Tuesday, October 30, 2007

Lincoln at Gettysburg

I have been reading Doris Kearns Goodwin's delightful bestseller, "Team of Rivals: the Political Genius of Abraham Lincoln." Ms. Goodwin's retelling of the 16th President's life and administration, which focuses on how Mr. Lincoln managed to build a functioning cabinet dominated by those who wanted his job and were quite certain they deserved it, makes for a magnificent read.

I just reached the point in the story at which Mr. Lincoln delivered the Gettysburg Address. Reading that speech again in light of the historical context which Ms. Goodwin so aptly sets up renewed my own understanding of why it is the greatest speech in American history. At a time when speeches frequently went on for hours, the President provided in two short minutes a statement of purpose for both the country and for the war.

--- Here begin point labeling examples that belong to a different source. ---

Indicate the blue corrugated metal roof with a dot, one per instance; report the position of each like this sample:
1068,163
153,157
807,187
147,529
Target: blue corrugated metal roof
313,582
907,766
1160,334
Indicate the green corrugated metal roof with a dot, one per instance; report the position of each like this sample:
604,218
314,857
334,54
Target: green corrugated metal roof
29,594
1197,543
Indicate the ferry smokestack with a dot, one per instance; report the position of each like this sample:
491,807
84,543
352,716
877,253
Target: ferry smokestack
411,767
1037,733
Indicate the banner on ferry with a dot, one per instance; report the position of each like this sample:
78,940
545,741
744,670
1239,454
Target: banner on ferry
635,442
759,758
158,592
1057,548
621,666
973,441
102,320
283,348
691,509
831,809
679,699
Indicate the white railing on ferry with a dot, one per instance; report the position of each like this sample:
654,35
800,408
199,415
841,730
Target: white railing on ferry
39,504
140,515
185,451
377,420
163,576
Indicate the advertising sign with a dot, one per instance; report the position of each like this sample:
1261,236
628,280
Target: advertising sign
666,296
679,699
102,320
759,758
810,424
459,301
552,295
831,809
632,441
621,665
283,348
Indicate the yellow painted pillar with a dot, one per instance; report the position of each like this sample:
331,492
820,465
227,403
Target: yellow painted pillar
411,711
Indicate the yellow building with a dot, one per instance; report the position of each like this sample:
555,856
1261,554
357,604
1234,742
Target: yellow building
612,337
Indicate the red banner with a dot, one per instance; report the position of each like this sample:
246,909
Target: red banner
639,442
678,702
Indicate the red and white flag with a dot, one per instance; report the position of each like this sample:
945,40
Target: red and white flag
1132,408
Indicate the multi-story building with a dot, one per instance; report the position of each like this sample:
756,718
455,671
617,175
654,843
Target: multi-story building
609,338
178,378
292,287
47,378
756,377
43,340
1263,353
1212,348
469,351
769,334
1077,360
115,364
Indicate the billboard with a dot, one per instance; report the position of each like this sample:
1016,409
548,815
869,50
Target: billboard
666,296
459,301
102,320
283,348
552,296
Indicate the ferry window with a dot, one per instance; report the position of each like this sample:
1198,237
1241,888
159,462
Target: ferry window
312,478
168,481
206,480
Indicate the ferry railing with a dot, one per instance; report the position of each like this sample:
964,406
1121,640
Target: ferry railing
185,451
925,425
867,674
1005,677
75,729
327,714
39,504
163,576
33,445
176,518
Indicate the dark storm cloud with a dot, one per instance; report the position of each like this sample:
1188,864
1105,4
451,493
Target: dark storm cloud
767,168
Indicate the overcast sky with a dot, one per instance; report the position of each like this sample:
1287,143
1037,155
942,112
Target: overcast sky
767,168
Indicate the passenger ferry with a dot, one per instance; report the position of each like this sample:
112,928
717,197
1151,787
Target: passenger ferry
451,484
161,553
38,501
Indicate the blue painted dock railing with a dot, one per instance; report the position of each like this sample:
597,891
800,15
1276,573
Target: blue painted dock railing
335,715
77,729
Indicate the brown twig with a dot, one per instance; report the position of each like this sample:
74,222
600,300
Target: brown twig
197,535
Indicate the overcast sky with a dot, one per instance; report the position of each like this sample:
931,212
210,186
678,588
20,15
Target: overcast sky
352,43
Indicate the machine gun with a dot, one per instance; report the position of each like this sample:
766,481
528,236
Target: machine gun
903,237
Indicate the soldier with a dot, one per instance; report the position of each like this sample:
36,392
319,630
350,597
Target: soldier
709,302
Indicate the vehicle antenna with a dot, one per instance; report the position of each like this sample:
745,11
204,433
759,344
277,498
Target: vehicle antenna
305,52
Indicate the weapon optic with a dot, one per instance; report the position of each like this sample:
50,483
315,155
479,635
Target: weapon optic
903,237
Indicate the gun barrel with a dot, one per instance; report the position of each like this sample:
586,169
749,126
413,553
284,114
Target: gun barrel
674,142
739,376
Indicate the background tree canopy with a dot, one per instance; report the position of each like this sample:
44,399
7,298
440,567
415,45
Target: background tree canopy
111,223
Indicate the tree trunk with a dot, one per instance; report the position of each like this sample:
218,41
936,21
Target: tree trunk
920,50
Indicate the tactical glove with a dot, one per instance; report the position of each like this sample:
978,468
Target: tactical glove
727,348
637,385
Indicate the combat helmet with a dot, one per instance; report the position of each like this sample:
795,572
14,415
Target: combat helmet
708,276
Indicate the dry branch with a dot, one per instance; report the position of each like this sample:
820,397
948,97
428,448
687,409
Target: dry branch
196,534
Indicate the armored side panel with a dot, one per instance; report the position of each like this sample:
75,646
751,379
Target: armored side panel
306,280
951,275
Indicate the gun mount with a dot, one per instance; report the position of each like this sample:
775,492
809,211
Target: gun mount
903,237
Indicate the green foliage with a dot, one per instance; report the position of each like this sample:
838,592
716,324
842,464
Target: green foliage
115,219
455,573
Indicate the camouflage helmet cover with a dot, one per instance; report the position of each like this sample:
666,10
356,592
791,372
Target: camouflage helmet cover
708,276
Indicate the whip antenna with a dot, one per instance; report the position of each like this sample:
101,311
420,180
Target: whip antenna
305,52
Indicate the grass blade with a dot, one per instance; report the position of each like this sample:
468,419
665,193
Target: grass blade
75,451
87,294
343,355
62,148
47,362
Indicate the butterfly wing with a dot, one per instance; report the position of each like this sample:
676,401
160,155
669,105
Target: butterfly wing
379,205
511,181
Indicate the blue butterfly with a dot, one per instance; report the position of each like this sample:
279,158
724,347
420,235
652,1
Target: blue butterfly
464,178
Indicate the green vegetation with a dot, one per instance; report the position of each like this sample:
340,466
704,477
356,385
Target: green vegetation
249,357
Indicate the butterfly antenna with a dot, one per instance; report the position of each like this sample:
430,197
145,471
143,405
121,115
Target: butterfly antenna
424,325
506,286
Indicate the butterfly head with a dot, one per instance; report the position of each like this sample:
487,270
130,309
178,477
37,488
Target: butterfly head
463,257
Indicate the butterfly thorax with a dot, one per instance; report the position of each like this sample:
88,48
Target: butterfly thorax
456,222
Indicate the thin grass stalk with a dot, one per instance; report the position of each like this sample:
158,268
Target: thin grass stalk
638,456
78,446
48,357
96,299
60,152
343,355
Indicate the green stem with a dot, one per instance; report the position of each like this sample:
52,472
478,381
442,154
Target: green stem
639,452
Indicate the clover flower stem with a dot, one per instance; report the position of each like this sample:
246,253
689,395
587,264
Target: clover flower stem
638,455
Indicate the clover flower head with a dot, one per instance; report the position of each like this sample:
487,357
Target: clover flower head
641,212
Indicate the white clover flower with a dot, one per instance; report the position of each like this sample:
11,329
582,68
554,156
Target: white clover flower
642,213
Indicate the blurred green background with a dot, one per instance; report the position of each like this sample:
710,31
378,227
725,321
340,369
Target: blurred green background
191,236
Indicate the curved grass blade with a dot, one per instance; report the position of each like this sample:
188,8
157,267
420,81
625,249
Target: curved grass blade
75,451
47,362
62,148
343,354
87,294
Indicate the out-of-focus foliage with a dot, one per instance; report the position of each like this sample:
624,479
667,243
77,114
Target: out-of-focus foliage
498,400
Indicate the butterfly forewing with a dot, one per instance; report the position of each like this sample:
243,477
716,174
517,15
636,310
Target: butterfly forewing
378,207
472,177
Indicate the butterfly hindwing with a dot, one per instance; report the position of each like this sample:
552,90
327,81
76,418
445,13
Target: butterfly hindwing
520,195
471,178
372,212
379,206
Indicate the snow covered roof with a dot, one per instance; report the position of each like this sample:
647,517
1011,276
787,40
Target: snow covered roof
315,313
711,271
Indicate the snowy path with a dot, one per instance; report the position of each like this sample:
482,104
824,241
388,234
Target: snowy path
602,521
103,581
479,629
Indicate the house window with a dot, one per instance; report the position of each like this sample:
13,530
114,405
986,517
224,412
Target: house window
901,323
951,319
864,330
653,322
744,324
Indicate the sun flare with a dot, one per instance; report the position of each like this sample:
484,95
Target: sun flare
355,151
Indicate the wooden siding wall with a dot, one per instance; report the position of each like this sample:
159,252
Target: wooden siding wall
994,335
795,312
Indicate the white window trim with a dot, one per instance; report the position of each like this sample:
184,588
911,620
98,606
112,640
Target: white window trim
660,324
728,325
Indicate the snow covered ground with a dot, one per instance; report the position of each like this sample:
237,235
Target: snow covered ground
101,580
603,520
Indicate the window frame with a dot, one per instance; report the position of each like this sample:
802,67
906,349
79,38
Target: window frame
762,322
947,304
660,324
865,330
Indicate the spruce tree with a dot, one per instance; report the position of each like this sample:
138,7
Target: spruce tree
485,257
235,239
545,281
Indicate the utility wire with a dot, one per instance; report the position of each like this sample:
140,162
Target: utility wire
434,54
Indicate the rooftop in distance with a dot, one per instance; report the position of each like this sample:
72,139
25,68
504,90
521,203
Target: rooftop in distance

Addressing an audience at a battlefield filled with memories of carnage and death, Mr. Lincoln filled the speech with life, beginning it with a birth ("brought forth... a new nation, conceived in liberty") and ending it with a "rebirth of freedom." The new birth, he declared, provided the hope of something that would never perish (again, in contrast to the reminders of death all around) from the earth ("government of the people, by the people, for the people"). It is for that hope of new birth (grounded in the proposition of the earlier conception) that "these honored dead... gave the last full measure of devotion." Because of the greatness of both that sacrifice and that hope, we are told it is "for us to be dedicated to the great task remaining before us."

Is there another example in English of anyone saying so much in so little space? What a remarkable speech!